TAKING IT ALL OFF: Former “The Nanny” regular Madeline Zima says doing her first love scene ever in an upcoming episode of Showtime’s “Californication” series opposite David Duchovny was “a little strange, but once I was actually there in the buff, it was all business. David’s very professional.” The 21-year-old actress plays Mia, a Lolita-like fan-borderline-stalker of Duchovny’s character, Hank Moody — a troubled novelist whose obsessions with sex and drugs interfere with his personal and professional lives — in the series debuting tonight (8/13). “I worked out like a madwoman for that scene,” she adds, “because you can’t really hide anything on camera, but it was something I was looking forward to in a way. I don’t think there’s any way to be false when you’re naked. You have to really be committed.”
Zima says her character “is definitely not a cliché teenager. She’s very smart and strong and ambitious. It’s a fun role to do because she’s so different from me because she’s sort of a wild card. She grew up without a mom, and her father is a successful businessman always away on trips so she grew up without any real guidance. She’s also wealthy, and like most teenagers with a lot of money and not much discipline, she does pretty much whatever she wants without much consequence. It’s both challenging and exciting to play because you never know what she’s going to do next.”
OFF THE LOT: “Cold Case” star Kathryn Morris admits she was a little disconcerted recently when driving to the downtown Los Angeles location of her CBS series. She pulled up to a group of assembled motor home dressing rooms, equipment and catering trucks — only to be told, “‘You can’t park here.’ It was the ‘Mad Men’ production company, not ours,” recalls Morris, referring to the new Showtime series. “There were three different shows working in the same area that day, so there was some confusion.”

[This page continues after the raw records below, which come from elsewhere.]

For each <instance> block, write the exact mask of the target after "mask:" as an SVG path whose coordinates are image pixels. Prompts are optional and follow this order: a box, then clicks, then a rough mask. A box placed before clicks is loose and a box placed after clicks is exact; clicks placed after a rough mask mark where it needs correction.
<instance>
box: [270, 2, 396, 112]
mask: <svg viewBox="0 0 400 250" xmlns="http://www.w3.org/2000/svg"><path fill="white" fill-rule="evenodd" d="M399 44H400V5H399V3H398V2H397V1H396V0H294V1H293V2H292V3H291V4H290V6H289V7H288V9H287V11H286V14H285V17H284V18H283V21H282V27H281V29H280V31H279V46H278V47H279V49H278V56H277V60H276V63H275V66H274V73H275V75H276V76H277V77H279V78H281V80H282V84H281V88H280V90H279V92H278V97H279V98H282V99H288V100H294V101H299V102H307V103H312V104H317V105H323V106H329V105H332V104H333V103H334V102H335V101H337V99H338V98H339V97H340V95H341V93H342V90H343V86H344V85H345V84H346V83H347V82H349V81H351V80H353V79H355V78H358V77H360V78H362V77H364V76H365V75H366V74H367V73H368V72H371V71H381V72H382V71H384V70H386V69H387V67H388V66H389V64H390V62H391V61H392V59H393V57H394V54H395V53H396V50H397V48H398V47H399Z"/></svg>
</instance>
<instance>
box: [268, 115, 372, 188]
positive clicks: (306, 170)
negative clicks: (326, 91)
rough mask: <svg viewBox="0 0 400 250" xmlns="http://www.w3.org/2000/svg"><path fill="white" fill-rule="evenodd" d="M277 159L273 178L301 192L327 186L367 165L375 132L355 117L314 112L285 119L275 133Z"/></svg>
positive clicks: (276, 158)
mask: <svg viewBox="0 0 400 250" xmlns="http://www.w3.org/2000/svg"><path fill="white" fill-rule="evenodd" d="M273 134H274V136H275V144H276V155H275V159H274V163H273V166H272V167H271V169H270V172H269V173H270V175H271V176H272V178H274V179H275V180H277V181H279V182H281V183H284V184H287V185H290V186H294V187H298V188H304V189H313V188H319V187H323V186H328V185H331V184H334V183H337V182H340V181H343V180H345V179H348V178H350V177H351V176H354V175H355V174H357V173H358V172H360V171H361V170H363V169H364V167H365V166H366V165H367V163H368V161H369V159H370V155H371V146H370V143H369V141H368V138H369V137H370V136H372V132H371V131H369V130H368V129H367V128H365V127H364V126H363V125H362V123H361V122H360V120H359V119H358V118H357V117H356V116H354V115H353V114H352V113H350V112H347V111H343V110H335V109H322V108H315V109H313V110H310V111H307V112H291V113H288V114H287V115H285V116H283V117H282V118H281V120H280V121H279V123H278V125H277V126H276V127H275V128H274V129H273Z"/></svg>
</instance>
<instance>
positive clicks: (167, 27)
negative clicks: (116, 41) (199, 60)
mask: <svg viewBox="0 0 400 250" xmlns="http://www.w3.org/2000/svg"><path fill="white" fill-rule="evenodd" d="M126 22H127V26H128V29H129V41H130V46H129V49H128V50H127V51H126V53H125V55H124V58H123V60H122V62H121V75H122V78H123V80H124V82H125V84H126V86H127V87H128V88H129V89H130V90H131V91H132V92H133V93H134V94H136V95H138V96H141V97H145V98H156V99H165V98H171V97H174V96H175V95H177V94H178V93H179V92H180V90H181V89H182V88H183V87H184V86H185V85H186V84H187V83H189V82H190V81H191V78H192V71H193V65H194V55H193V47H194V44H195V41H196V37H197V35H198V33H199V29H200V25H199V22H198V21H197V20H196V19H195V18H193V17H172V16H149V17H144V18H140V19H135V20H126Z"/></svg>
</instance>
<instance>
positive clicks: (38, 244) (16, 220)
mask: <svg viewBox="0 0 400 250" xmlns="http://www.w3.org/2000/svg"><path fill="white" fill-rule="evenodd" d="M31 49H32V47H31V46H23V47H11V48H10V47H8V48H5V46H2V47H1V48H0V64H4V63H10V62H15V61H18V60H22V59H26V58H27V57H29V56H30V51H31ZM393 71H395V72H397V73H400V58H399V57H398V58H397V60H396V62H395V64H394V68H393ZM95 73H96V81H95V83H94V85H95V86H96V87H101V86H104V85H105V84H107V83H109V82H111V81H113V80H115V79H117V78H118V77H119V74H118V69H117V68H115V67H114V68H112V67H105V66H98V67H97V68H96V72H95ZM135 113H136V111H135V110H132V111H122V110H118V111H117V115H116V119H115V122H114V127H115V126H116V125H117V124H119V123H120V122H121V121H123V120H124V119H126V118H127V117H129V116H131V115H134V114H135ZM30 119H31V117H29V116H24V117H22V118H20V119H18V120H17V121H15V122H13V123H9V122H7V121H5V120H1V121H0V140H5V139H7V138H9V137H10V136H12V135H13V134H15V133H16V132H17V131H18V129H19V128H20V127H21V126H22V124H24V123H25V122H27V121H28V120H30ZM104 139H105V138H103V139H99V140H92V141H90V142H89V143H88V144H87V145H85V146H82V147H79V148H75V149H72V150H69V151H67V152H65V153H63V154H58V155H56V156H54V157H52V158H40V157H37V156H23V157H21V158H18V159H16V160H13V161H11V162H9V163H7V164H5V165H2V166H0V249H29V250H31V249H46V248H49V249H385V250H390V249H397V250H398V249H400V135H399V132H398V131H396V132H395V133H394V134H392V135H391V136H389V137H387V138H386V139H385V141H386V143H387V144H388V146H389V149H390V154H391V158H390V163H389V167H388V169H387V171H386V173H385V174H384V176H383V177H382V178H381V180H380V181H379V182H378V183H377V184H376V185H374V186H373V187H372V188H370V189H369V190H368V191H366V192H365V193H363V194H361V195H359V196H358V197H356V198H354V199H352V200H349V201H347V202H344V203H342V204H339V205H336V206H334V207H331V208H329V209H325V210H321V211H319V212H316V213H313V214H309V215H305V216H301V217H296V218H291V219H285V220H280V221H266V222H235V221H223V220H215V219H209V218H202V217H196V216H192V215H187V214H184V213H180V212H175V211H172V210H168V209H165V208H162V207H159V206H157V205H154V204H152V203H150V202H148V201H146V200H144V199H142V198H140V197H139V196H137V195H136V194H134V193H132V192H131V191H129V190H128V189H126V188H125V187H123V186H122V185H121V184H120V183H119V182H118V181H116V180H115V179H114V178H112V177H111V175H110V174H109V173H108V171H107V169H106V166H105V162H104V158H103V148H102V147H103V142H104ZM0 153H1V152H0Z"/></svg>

ON THE ‘NET: “State of Mind” regular Devon Gummersall reports he’s been juggling shooting of his Lifetime series with “Quarterlife,” the new upcoming Internet series from Ed Zwick and Marshall Herskovitz. But he won’t be on camera for the latter project. “I’m working as a writer,” says Gummersall, who directed and wrote the indie film “Robbing ‘Hef.” “Quarterlife” follows a group of “25-year-olds in that awkward stage between college and adult life when you’re just out of college and thrust into the real world and have to figure out who you are. It’ll start airing in the fall in 10-minute webisodes.” He adds, “It’s going to be a first-class project, shot pretty much in the typical sophisticated Zwick/Herskovitz way, with high production values the same as if it was for TV or a movie, but it’ll air on the Internet. It’s exciting to explore the possibilities of the Internet because a lot of it is still uncharted territory.”
The actor, who plays wet-behind-the-ears attorney Barry White on “State of Mind,” says the troupe is more than halfway through its order of eight episodes.